Because it is desirable to pass the hot dirty gases through the tubes prior to air pollution environmental filtering systems, the amount of accumulation of deposits on the inner tube walls is necessarily amplified and greatly increased over accumulations found in other applications which use relatively clean gases. Thus, to provide for efficient operation of the plant and in particular of the heat exchanger in which hot dirty gases pass, it is found preferable to provide some means for self-cleaning of such heat exchangers, either continuously during operation, or intermittently, without necessitating a shut down of the heat exchanger. In the past, to clean such heavy deposits on the inner tube walls, it has been suggested that particulate cleaning media or matter be introduced into the inlet chamber for the tubes and to then flow through the tubes to scour the inner walls to remove the accumulation of slag and/or condensed metal fumes.
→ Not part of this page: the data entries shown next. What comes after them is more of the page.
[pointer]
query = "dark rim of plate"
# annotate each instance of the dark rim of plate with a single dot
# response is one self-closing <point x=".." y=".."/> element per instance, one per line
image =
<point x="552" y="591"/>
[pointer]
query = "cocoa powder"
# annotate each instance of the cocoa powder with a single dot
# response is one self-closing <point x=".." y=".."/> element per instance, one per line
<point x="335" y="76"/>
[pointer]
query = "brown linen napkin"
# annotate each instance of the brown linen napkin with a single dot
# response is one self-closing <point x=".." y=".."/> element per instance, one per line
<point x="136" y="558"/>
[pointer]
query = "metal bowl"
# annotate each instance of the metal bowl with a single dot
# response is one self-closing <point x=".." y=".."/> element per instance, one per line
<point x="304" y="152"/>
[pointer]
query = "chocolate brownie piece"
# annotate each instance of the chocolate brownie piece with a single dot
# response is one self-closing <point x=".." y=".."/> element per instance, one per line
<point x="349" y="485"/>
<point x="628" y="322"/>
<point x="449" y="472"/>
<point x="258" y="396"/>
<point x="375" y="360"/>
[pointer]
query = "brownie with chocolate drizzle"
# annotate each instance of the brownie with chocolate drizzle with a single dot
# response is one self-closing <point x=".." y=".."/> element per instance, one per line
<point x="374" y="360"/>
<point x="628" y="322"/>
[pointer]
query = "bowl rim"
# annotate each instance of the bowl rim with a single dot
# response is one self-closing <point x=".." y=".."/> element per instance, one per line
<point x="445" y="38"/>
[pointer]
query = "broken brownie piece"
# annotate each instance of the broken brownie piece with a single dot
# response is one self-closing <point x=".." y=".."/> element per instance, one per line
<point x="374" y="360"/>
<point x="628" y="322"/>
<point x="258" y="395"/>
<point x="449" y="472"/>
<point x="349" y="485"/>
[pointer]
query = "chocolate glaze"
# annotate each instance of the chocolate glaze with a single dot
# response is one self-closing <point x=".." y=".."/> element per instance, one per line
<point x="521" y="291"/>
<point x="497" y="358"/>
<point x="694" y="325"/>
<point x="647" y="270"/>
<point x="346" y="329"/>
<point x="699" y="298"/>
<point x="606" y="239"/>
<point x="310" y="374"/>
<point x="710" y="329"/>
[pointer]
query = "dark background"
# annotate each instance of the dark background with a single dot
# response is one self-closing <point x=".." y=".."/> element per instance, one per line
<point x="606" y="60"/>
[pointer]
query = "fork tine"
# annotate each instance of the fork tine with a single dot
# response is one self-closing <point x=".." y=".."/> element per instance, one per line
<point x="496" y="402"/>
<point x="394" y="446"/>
However, introduction of such particulate cleaning matter in the inlet chamber causes such particles to become entrained in the hot dirty gases which flow at high speeds through the tubes. This results in the major portion of the entrained particles flowing through the central portion of the tubes because of the flow velocity distribution of the gases through the tubes. Further, to the extent that any of the particulate cleaning matter is directed against the inner walls of the tubes, such particles flow at too high of a velocity which thereby creates erosion of the tube surfaces with a consequent wearing out or through of the tubes. Thus, use of particulate cleaning particles in the past has not proved efficient for cleaning of the inner tube walls in heat recovery systems which utilize the flow of hot dirty gases through the tubes of a shell-tube type heat exchanger.